La première semaine de collecte a permis de réunir environ 2 000 euros. Un bon départ. Reste 55 jours pour trouver les 8 000 restants. « Mais le but n'est pas que nos familles financent le projet via le site », sourit Joël Callède. « On aimerait 1 000 ou 2 000 personnes qui investiraient 5 ou 10 euros. » La somme, déjà cinq ou six fois inférieure au budget d'un 52 minutes réalisé dans de bonnes conditions, permettra de poursuivre un ouvrage déjà lancé. Maiana Bidegain a enregistré dix heures de film. « Je pense que j'en aurai au moins autant de plus à la fin du tournage. » Il faudra certainement d'autres financements, ou la suite du parcours tiendra de la « guerrilla », selon l'expression de la réalisatrice. Objectif : un bouclage pour la fin janvier 2013, juste avant le Festival de la BD d'Angoulême.

(1) Les sommes avancées par les internautes, si l'objectif total n'est pas atteint, seront restituées.

1 commentaire:

  1. Sud ouest du jour :
    http://www.sudouest.fr/2012/10/15/bayonne-un-documentaire-sur-la-bd-produit-par-les-internautes-850778-4018.php

    Bayonne : elle produit son documentaire sur la BD grâce aux internautes
    Maïana Bidegain va pouvoir boucler son enquête sur le monde de la bande dessinée. La réalisatrice cherche aujourd'hui un partenaire télévisuel

    "J'avoue que j'y croyais... sans trop y croire. Je suis absolument ravie ! il nous faut maintenant mener le projet à bien." La réalisatrice bayonnaise Maïana Bidegain a joué gros et remporté la mise. Auteure d'un reportage sur le monde de la bande dessinée amorcé il y a plus d'un an, qu'elle ne pouvait mener à bien sans financement, elle a choisi de faire produire sa réalisation par les internautes, via le site de "crowdfunding" www.ulule.com.
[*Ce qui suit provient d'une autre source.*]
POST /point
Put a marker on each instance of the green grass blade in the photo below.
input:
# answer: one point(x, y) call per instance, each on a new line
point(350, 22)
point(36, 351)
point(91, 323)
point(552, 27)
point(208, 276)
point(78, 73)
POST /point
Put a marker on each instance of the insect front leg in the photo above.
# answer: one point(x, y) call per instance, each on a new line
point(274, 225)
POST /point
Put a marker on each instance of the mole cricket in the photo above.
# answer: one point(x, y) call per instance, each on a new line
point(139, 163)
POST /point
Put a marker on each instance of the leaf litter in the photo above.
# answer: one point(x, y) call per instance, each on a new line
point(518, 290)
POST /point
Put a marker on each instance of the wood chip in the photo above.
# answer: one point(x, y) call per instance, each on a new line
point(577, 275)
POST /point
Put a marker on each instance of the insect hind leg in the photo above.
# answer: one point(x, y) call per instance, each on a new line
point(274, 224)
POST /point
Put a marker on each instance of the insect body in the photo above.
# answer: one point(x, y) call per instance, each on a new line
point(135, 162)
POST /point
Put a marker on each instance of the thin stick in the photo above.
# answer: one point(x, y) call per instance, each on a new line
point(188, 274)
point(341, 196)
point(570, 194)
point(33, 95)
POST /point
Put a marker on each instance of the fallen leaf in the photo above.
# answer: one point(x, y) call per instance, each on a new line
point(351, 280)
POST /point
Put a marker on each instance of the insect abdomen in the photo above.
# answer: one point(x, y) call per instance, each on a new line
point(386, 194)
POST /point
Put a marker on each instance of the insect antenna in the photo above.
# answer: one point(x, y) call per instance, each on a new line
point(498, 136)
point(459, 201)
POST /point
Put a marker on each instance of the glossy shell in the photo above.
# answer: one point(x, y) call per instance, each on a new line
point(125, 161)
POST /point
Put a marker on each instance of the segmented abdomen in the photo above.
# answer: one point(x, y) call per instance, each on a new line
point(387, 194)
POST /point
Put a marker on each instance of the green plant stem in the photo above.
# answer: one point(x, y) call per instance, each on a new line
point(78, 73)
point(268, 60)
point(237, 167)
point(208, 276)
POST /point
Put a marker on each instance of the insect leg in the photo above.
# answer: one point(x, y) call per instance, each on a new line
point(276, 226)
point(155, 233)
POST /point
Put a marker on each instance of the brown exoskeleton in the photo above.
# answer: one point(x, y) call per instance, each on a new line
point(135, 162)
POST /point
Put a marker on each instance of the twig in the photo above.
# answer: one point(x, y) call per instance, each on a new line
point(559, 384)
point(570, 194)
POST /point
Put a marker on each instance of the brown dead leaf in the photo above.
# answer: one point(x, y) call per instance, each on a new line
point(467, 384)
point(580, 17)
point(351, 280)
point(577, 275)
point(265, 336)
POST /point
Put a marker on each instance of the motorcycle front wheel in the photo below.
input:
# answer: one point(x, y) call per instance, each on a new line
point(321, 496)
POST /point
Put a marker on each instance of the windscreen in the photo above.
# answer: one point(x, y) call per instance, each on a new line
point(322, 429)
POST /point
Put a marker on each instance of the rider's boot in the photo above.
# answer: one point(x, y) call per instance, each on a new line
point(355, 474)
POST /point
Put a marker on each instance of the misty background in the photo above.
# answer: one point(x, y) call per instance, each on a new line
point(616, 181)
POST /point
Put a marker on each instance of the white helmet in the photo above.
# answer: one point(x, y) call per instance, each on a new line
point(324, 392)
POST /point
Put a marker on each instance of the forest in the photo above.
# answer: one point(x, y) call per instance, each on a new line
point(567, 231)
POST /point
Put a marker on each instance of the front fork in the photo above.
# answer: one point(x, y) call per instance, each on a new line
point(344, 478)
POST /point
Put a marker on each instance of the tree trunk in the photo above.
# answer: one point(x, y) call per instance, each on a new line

Pari gagné. Elle reprend sa caméra en novembre.

    Le documentaire ? Une enquête économique sur le monde de la BD, milieu qu'elle connaît bien, pour partager les jours du scénariste Joël Callède. "Sous les bulles - l'autre visage de la bande dessinée" part d'un constat. La difficulté rencontrée par de nombreux auteurs pourtant actifs pour vivre de leur métier alors même que le secteur génère de plus en plus de titres. Une surproduction qui profiterait aux seuls éditeurs et diffuseurs ? La réponse n'est pas aussi simple. Maïena Bidegain ouvre le micro et interroge. Des auteurs dans la dèche, "dont certains vivent un réel désespoir", mais aussi des auteurs de best-sellers dont Jean Van Hamme ("XIII", "Largo Winch") et des artistes engagés dans la défense de la profession comme Fabien Vehlmann (auteur de "Seuls", mais aussi repreneur de "Spirou et Fantasio"), des journalistes ou des éditeurs. "J'ai l'engagement de plusieurs professionnels. Avec notamment, pour ce qui est des éditeurs, une participation de Guy Delcourt..."
    La barre avait été posée à 10.000 euros, seuil minimum à partir duquel elle pouvait commencer à travailler dans des conditions correctes. Les internautes ont participé à hauteurs de leurs moyens et/ou de leurs envies. De ruisseaux en rivières, le financement a été réuni à... 129 % à ce jour. Soit 2.900 euros de bonus qui permettront à la jeune femme d'intégrer des animations graphiques auxquelles elle aurait dû renoncer.
    Le projet a pourtant failli capoter. "Il y a eu une première période d'engouement. Les 3.000 premiers euros sont arrivés très vite. Les contributions ont ensuite marqué le pas durant plusieurs semaines, bloquée autour de 5.000 euros." La jeune femme a dû reprendre son bâton de pèlerin, expliquer, convaincre, parfois même démarcher. "J'ai dû aller voir des personnes qui ne parvenaient pas à contribuer via le site. J'ai dû en outre faire œuvre de pédagogie sur ma démarche. La bande annonce du documentaire est en ligne depuis un an. Nombreux sont ceux qui pensaient qu'il était terminé ou pour le moins financé." C'est finalement un partenariat avec le site spécialisé BDGest.com qui a permis de débloquer les choses. "Ils nous ont permis de toucher un autre cercles de contributeurs. C'est grâce à eux si le montant a pu être réuni."